Feels something like home (pt. 1)

The other day I walked into a park in Hong Kong that made me feel like I may be in the right place, after all. In a very short time, I came here hoping to make Hong Kong feel something like home. Wherever home was, I always had a place where stories lived, and where I could go to live my own. When I was young in St. Louis, there was a forest, and old mysterious steps, and a dark area, and train tracks, and a rushing river. In Allen there was a creek, with winding trails and an old ramshackle dam, and little rivers for rafting, and a rope swing. There were hills, and trails, and bridges, and massive concrete drainage pipes, and more railroad tracks. These places were the setting which made me feel that everything was a story, and everything that didn’t seem to be, could be. I’ve known how important these places once were to me, but I had half forgotten that things which were once important usually still are, though they’ll put on different clothes as time passes. Many things change, of course, but often it seems that what changes isn’t the heart of the matter, the core, it’s simply the context. What we seek in most things, like fun and friends and treasure and romance, I think, will probably end up looking pretty similar, once you strip away the outer layers of age, stage, season. We don’t stop loving the old things, like the joy of climbing into a treehouse for the first time, listening to everything creak in the wind; the excitement of wondering what candy we’ll amass after trick-or-treating, and what laughter is in store; what treasures we’ll find in an old attic, dignified and grey with dust; the soaring feeling of flying out on a rope swing and the way it hurts your hands; the awe of finding an old building or ladder in the woods, knowing that some person, many, many years before, had existed, and perhaps once had an adventure here, too; why we’re smiling so stupidly after that girl or boy smiled at us, or teased us back, and how we’re pretty sure sunshine just got invented, after that telling smile and the glinting eyes. The heart of it doesn’t change, but the context does, the clothes. Perhaps it is clearer back in the early days what is precious, and the more time goes by, the more need arises to dust it all off and consider it again, smiling as, briefly, a pure ray of sunlight bursts out while we unwrap an old memory, just like the old sunlight from when we were running through the woods, and we were small.
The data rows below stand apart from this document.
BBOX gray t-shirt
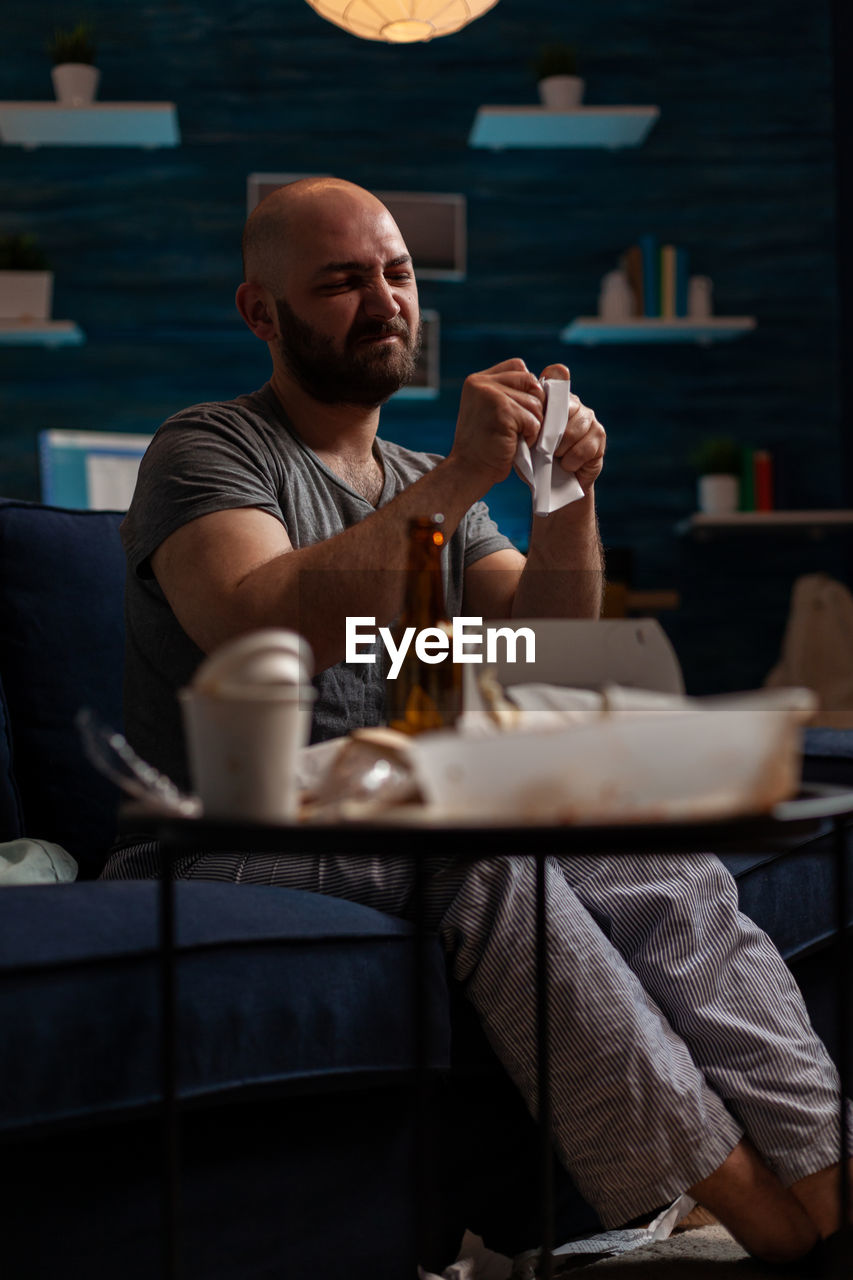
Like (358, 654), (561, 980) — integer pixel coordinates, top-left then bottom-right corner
(122, 383), (514, 790)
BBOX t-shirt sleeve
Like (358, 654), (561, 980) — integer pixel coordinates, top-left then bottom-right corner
(121, 407), (285, 577)
(462, 498), (519, 568)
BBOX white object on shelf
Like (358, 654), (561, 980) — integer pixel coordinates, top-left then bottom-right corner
(560, 317), (757, 345)
(698, 475), (739, 516)
(0, 270), (53, 322)
(538, 75), (585, 110)
(598, 270), (634, 321)
(0, 102), (180, 148)
(0, 319), (84, 346)
(687, 275), (713, 319)
(51, 64), (100, 106)
(469, 105), (660, 150)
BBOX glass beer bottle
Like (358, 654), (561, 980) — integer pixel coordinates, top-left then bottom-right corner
(385, 514), (462, 735)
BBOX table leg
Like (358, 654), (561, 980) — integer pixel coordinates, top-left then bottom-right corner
(159, 856), (182, 1280)
(412, 849), (429, 1271)
(834, 816), (852, 1276)
(536, 853), (554, 1280)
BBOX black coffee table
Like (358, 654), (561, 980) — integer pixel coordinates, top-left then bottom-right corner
(132, 784), (853, 1280)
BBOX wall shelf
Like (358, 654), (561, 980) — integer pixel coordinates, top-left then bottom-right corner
(0, 319), (84, 347)
(561, 317), (757, 345)
(469, 106), (660, 150)
(0, 103), (180, 148)
(677, 511), (853, 537)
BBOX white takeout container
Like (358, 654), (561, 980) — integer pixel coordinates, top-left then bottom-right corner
(405, 699), (807, 826)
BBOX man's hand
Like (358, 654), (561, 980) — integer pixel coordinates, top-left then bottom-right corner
(448, 359), (606, 500)
(540, 363), (606, 496)
(449, 358), (546, 490)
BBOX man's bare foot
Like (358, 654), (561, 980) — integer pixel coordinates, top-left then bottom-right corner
(674, 1205), (718, 1232)
(687, 1138), (818, 1263)
(791, 1160), (853, 1238)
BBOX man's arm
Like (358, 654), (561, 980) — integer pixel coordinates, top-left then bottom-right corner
(151, 360), (548, 672)
(152, 457), (482, 671)
(463, 497), (604, 622)
(511, 492), (604, 619)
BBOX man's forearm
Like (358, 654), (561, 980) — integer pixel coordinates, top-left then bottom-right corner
(234, 456), (486, 669)
(511, 492), (604, 619)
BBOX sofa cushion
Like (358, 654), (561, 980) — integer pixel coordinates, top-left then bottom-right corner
(0, 501), (126, 876)
(0, 880), (450, 1134)
(722, 830), (850, 963)
(802, 726), (853, 787)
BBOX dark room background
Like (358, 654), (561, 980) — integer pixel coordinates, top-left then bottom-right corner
(1, 0), (847, 693)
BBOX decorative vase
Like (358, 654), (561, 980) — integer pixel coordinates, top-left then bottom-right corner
(0, 271), (54, 322)
(598, 270), (634, 321)
(687, 275), (713, 319)
(698, 474), (739, 516)
(538, 75), (585, 109)
(51, 63), (100, 106)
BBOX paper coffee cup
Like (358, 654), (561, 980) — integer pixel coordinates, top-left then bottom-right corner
(180, 629), (316, 822)
(180, 685), (315, 822)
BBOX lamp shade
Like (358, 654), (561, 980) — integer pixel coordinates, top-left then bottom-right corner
(304, 0), (499, 43)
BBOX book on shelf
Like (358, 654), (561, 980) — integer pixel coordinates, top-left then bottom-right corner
(754, 449), (774, 511)
(617, 239), (691, 319)
(737, 448), (775, 512)
(675, 247), (689, 317)
(660, 244), (676, 319)
(637, 233), (659, 317)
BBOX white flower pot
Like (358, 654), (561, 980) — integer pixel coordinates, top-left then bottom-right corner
(0, 271), (54, 322)
(698, 474), (739, 516)
(51, 63), (100, 106)
(538, 75), (585, 109)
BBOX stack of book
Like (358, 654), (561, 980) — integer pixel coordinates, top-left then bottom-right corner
(620, 235), (690, 318)
(740, 448), (774, 512)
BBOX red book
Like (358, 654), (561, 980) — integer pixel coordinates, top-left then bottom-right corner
(753, 450), (774, 511)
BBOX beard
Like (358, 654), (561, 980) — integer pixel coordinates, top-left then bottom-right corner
(274, 296), (422, 407)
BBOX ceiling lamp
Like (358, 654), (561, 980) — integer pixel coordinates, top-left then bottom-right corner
(304, 0), (499, 44)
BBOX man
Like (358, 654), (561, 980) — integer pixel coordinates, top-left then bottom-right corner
(103, 178), (849, 1266)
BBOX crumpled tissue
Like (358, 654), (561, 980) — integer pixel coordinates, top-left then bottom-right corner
(421, 1196), (697, 1280)
(514, 378), (584, 516)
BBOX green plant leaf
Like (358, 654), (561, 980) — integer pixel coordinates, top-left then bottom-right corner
(690, 436), (742, 475)
(47, 21), (96, 66)
(0, 234), (51, 271)
(532, 42), (579, 80)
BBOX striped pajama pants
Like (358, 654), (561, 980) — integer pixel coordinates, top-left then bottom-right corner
(102, 840), (848, 1228)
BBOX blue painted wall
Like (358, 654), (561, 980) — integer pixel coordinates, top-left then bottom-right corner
(1, 0), (845, 692)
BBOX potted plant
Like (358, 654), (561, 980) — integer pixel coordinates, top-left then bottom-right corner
(0, 234), (53, 323)
(48, 22), (99, 106)
(533, 42), (584, 110)
(692, 436), (742, 515)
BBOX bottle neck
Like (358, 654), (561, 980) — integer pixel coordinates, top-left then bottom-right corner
(401, 521), (448, 627)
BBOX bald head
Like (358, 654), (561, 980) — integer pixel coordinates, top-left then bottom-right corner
(241, 177), (402, 291)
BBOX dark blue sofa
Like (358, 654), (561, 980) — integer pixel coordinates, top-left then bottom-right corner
(0, 499), (849, 1279)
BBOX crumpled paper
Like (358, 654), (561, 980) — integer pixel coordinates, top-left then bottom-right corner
(514, 378), (585, 516)
(420, 1197), (697, 1280)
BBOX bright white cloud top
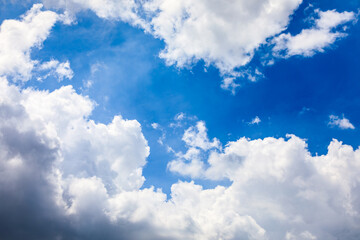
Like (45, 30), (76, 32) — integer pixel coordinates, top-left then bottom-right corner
(1, 81), (360, 239)
(0, 4), (58, 81)
(249, 116), (262, 125)
(0, 2), (360, 240)
(0, 4), (73, 82)
(143, 0), (303, 75)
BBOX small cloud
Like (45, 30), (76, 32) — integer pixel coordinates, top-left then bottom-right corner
(170, 113), (188, 128)
(221, 77), (240, 95)
(151, 123), (159, 130)
(38, 59), (74, 81)
(174, 112), (185, 121)
(328, 115), (355, 130)
(249, 116), (261, 125)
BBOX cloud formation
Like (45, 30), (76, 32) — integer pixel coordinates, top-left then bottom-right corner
(0, 4), (58, 81)
(143, 0), (302, 76)
(328, 114), (355, 130)
(0, 4), (74, 82)
(1, 93), (360, 239)
(38, 0), (357, 91)
(273, 9), (356, 57)
(1, 3), (360, 240)
(38, 59), (74, 81)
(167, 121), (360, 239)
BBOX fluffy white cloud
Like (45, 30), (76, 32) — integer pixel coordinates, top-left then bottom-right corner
(166, 121), (360, 239)
(0, 77), (268, 240)
(2, 84), (360, 239)
(143, 0), (302, 76)
(273, 10), (356, 57)
(168, 121), (220, 178)
(20, 82), (149, 191)
(328, 114), (355, 130)
(2, 3), (360, 240)
(0, 4), (62, 81)
(182, 121), (220, 151)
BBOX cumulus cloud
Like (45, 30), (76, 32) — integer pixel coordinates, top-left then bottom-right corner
(328, 114), (355, 130)
(273, 9), (356, 57)
(166, 121), (360, 239)
(0, 4), (65, 81)
(168, 121), (221, 178)
(1, 81), (360, 239)
(142, 0), (302, 77)
(0, 76), (154, 239)
(2, 3), (360, 240)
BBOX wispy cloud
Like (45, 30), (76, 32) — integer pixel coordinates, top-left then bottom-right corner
(249, 116), (261, 125)
(328, 114), (355, 129)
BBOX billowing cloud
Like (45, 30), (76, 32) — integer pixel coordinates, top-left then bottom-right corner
(1, 3), (360, 240)
(328, 114), (355, 130)
(1, 96), (360, 239)
(0, 4), (68, 81)
(143, 0), (302, 76)
(168, 121), (220, 178)
(0, 77), (153, 239)
(273, 9), (356, 57)
(167, 121), (360, 239)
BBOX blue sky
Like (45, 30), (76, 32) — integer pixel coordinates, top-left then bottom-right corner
(1, 0), (360, 239)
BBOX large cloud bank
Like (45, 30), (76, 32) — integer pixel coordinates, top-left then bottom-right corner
(1, 77), (360, 239)
(1, 3), (360, 240)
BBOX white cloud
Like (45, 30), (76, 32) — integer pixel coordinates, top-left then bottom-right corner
(166, 121), (360, 239)
(38, 59), (74, 81)
(0, 77), (268, 239)
(182, 121), (220, 151)
(42, 0), (306, 79)
(328, 114), (355, 130)
(273, 9), (356, 57)
(2, 3), (360, 240)
(168, 121), (220, 178)
(143, 0), (302, 77)
(151, 122), (159, 129)
(1, 87), (360, 239)
(249, 116), (261, 125)
(0, 4), (61, 81)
I went on a hike the other day, and I tried to write about it, but I found afterwards that I had little to say. It was foggy, as dense as you can imagine, surreal, like wandering in the mountain’s dream. I didn’t disturb it, I know, as I am far too small to perturb a mountain dreaming. I pondered what they may dream about, but their whispers are far too large for little humans to hear, rushing like wind. I wandered in the mountain’s dream and wondered if God might have something to talk to me about in there. I asked him about things, but I don’t think he was talking back in any sort of way I was expecting. I didn’t mind, because I felt like we were hiking together, and I knew he was there with me. I knew he was wanting me to be here, Hong Kong, for something; he’s pretty clear about having his purpose for me, and I’m actually okay not knowing what it’ll look like for a while. I like to watch things unfold and ‘get it’ slowly, especially stuff he does.

It was a long hike, and difficult because I’m out of shape. There was a soft mist falling the entire time, and a driving wind, and it soaked me slowly. When I had finally exited the cloud enveloping the mountain’s sleeping mind, the world was new, drenched in a clarity that made every blade of grass, bush, rock wield an astonishing contrast. I didn’t know how clear everything became after fog slept on it. On the descent there was a small place to rest, a little clearing. I stood on the top of a rock, a massive one, craggy and easy to climb, and felt the wind push me. It was strong like the beginning of a hurricane, strong enough that, if I were still in Texas, I would be expecting something momentous coming. It would’ve meant a storm that brought lighting and sheets of rain, and I would have watched the tempest in awe. Instead, there was just wind. It drove the clouds past the islands at an incredible speed, and it looked like the edge of the world, bits of jungle and mountain jutting out of the blue sea, the wispy clouds hurtling by, all the discarded thoughts of a bustling earth. Eagerly they rushed ‘headlong into the abyss’, and the wind pushed so strongly at my back that, had I wings, I could have easily lighted and joined them. But, instead, I just watched as the wispy colossi danced by. The world was grey, but they seemed to me inexplicably merry. I thought perhaps God was telling me something after all, though I wasn’t quite sure exactly what it was.